Bir hocamız derste bize 4 yol anlattı, deniz yolu, kara yolu, demir yolu, hava yolu. Bu yollardan birinde sektörün içine gir ve kendine bir Meslek edin. Ben gazeteye gittiğimde Türkçem yok, yazı yazamıyorum. “Bu halinle sen nasıl gazeteci olursun” diye alay eden, şaka yapan insanlarla karşılaştım. Bu gülmeleri, bu alaylı konuşmaları benim içimde yatan yeteneği uyandırdı. Onlara kızmadım aksine onlara teşekkür ediyorum çünkü benim çalışma azmimi kamçıladılar.

Kitap kültürüne sahip çıkan yok Hak ettiği değeri görmüyor mu kitap?

Şu an neyin iyi neyin kötü olduğunu bilemiyoruz. Şimdikilerin ne edebi yönü, ne bilgisi, ne de kendinden haberi var. Denetleyecek model kişiler yok. Kitap okumayı sevdiren, özendiren yok. Üstelik doktor, öğretmen, bankacı vb. insanlar, “Artık okumuyoruz, internetten bakıyoruz” diyorlar.

Halbuki eskiden okuyan insanlar, şiir gibi konuşan insanlar vardı. Çok okuyarak, bu konuda halka daha çok örnek olarak dünyayla yarışabiliriz. Okuyan ne bulursa okumalı. Yerde gördüğü broşürü dahi alıp okumalı. Bilginin nereden nasıl karşına çıkacağını kestiremezsin.

Ben kendimi geliştirmeyi, utangaçlığımı yenmeyi kitaba borçluyum

Utangaçlığımı sesli kitap okuyarak attım. Ne bulduysam okudum. Sağcı, solcu düşünceleri ayırt etmeden okudum, önyargılarımı yıktım. Fikirlere, bakışlara önem verdim. Okudukça çok şeyin değişeceğine inandım. İlkin kendimi değiştirdim, geliştirdim.

Kitap, benim içimde yatan yeteneğimi ortaya çıkardı, kalemimi güçlendirdi. Düşüncelerimi geliştirdi. Şimdi yazarken aklıma o kadar çok konu geliyor ki.

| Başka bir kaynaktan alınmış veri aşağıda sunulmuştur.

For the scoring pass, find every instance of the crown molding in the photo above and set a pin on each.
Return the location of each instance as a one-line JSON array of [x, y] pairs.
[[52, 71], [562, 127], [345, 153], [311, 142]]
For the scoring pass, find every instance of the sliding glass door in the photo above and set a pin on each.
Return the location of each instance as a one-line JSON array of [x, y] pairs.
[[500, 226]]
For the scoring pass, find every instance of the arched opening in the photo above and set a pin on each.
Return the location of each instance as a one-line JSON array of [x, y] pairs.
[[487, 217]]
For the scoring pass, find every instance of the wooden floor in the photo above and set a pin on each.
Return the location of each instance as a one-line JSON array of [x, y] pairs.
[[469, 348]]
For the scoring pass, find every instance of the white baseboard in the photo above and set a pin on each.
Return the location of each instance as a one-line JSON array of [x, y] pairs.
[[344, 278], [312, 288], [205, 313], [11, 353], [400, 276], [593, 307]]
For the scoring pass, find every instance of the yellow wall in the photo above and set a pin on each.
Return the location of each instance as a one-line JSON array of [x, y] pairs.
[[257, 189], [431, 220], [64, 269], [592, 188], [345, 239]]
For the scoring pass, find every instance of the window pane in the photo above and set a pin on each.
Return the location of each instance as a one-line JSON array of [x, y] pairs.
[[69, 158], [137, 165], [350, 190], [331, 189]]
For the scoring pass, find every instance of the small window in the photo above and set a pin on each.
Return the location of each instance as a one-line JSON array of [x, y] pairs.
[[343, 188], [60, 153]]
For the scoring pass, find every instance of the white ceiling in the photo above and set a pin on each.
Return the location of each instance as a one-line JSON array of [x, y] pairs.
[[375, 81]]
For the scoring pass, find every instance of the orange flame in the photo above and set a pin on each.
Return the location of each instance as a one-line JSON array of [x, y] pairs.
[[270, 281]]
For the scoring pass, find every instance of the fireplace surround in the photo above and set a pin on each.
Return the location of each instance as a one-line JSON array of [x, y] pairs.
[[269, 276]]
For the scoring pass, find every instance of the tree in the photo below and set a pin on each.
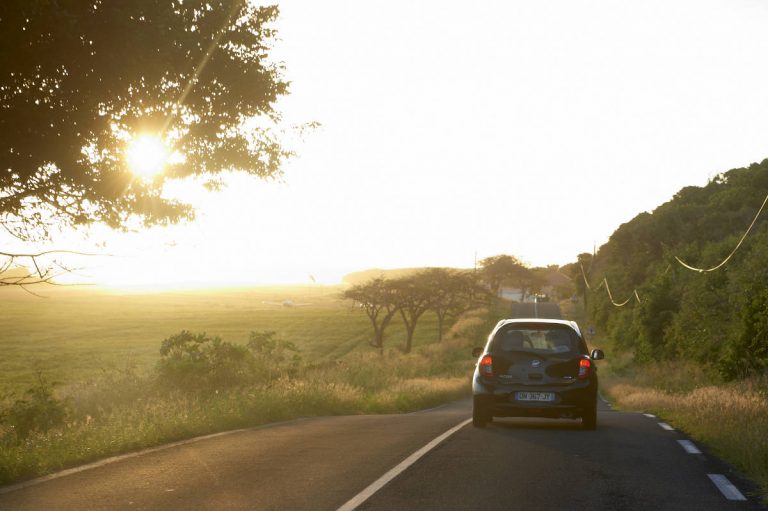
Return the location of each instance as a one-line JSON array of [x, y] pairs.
[[413, 296], [378, 300], [498, 269], [80, 80], [452, 292]]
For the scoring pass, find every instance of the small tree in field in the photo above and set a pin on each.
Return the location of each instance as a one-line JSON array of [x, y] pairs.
[[452, 293], [379, 301], [413, 295]]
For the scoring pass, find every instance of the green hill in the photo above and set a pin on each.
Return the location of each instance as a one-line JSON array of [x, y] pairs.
[[718, 318]]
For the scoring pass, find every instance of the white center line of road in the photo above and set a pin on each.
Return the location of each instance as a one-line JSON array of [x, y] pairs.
[[726, 487], [689, 447], [407, 462]]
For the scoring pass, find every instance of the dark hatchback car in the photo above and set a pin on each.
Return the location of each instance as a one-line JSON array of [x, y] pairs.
[[535, 368]]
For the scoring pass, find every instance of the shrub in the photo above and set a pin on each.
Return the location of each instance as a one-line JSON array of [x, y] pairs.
[[198, 362], [39, 412]]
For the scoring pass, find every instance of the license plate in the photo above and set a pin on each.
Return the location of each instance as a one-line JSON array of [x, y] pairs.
[[535, 396]]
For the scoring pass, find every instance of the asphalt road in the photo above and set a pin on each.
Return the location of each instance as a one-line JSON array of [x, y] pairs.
[[629, 463]]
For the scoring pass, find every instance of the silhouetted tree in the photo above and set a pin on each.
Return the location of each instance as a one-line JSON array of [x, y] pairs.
[[78, 79], [452, 293], [380, 303]]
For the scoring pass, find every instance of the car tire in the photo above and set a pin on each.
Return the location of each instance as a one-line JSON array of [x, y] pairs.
[[589, 418], [480, 415]]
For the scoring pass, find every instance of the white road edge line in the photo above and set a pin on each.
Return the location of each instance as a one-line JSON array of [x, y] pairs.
[[375, 486], [689, 447], [726, 487]]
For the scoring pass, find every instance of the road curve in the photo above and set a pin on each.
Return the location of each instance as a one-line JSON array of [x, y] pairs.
[[629, 463]]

Seminerde konuşurken aklıma çok örnek geliyor.

Şimdiki korkum birini kırmak

Seminerlere dua ederek çıkarım, şükrederek inerim. Şimdiye kadar kimseyle tersleşmedim ya da itişmedim.

Ayson Karabağ kimdir?

1963 yılında Kars’ın Arpaç ilçesinin Ergine köyünde dünyaya geldim. Ailem ben 8 yaşındayken maddi sıkıntılardan dolayı Kars’ın merkezine göçtü.

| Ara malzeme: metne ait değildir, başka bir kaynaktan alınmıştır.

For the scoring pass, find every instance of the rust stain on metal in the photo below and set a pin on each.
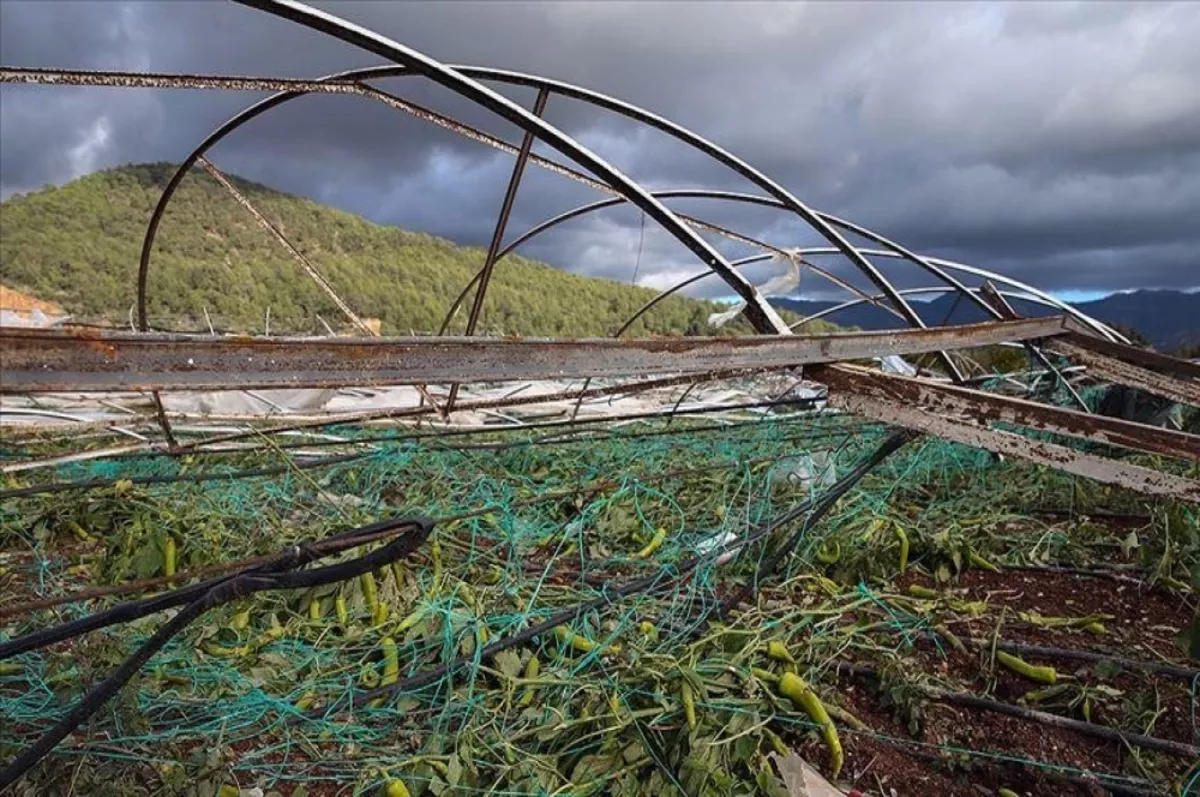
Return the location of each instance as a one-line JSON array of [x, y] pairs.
[[987, 407], [46, 360], [1061, 457]]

Çocukluk yıllarımda Kars’ta kahvede, dondurma dükkanında çalıştım. Ayakkabı boyacılığı yaptım. Sonra annem ve kardeşlerim Fransa’ya göç ettiler. Ben ve ağabeyim İstanbul’da kaldık. İstanbul’da bir taraftan okula gittim bir taraftan Aksaray’da gazete satışına başladım. Gazinoda fotoğraf çektim. Aksaray’da seyyar satıcılık yaptım. Kart postal sattım. İstanbul’da adam gibi adam olarak kalmak, anne ve babama yakışır bir evlat olmak için çok dikkatli bir yaşam sürdürdüm. Etrafımdaki insanlara özenmedim. Hz. Ali’nin bir sözünü duvara yazdım; “Akıllı geçiniyorsan akılsız insanı sırtında taşıma” Bu söz beni çok geliştirdi.